A confusão entre os pensadores no pedido de prisão preventiva ocorre junto à menção a uma frase, captada em um vídeo gravado pela deputada federal Jandira Feghali (PCdoB), em que é possível ouvir Lula dizendo "eles que enfiem no c* todo este processo”.
"São justamente essas condutas, ora deliberada e intencionalmente ofensivas às instituições do Sistema de Justiça e que sustentam o Estado Democrático de Direito que se ajustam à violação da garantia da ordem pública", concluem os promotores a partir do episódio.
O MP-SP, que afirma que Lula teria uma "rede violenta de apoio”, justifica o pedido de prisão preventiva pela condição supostamente privilegiada do ex-presidente. "Sabidamente possui poder de ex-presidente da República, o que torna sua possibilidade de evasão extremamente simples”, diz o texto.
Ainda segundo a Promotoria, "ninguém está acima ou à margem da lei" e Lula "atentou contra a ordem pública ao desrespeitar as instituições que compõem o Sistema de Justiça".
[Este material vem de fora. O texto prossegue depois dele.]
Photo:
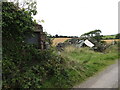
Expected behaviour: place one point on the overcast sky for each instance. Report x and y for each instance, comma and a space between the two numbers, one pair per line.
75, 17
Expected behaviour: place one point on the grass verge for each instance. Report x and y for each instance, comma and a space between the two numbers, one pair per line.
81, 63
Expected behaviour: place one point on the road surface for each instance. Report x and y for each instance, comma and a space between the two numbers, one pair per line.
105, 79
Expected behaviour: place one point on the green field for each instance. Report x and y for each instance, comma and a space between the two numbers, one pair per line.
81, 64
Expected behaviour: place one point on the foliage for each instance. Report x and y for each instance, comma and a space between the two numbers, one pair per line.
118, 36
95, 34
108, 37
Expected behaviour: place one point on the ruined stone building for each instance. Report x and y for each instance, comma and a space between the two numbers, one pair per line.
38, 38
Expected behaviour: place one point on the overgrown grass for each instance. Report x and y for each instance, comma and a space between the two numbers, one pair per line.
85, 62
82, 63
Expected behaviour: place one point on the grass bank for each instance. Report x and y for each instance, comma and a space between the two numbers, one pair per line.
81, 63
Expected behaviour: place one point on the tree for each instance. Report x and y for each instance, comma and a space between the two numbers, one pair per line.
16, 24
118, 36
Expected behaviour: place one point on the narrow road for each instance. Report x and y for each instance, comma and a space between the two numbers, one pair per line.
105, 79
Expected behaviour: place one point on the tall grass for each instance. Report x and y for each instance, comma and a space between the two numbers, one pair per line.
81, 63
84, 62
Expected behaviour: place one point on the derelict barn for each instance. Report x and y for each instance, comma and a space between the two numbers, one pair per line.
38, 38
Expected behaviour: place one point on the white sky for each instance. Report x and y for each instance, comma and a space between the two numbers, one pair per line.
75, 17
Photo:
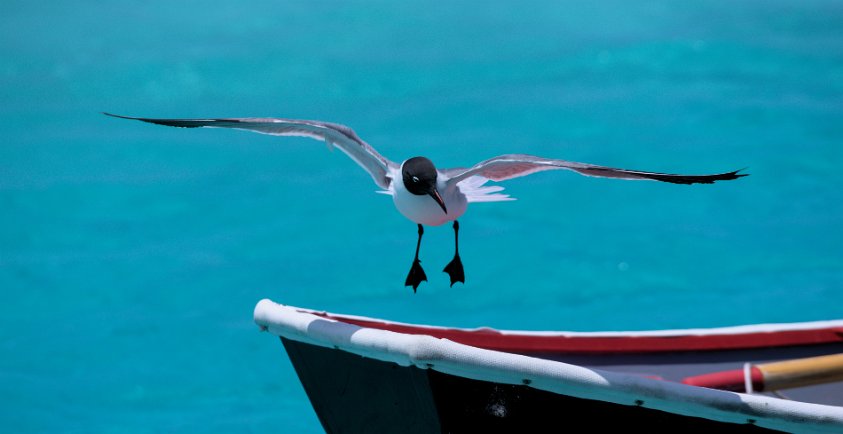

Em nota, o advogado de Lula, Cristiano Zanin Martins, afirmou na quinta-feira que a fundamentação apresentada pelos promotores para justificar o pedido é “uma tentativa de banalização do instituto da prisão preventiva”.
“Lula jamais se colocou contra as investigações ou contra a autoridade das instituições. Mas tem o direito, como qualquer cidadão, de se insurgir contra ilegalidades e arbitrariedades. Não há nisso qualquer ilegalidade ou muito menos justificativa jurídica para um pedido de prisão cautelar”, diz o texto.
O advogado argumenta que o pedido não traz um fato concreto para justificar as acusações contra o ex-presidente e seus familiares, e que não há nada além de “hipóteses”.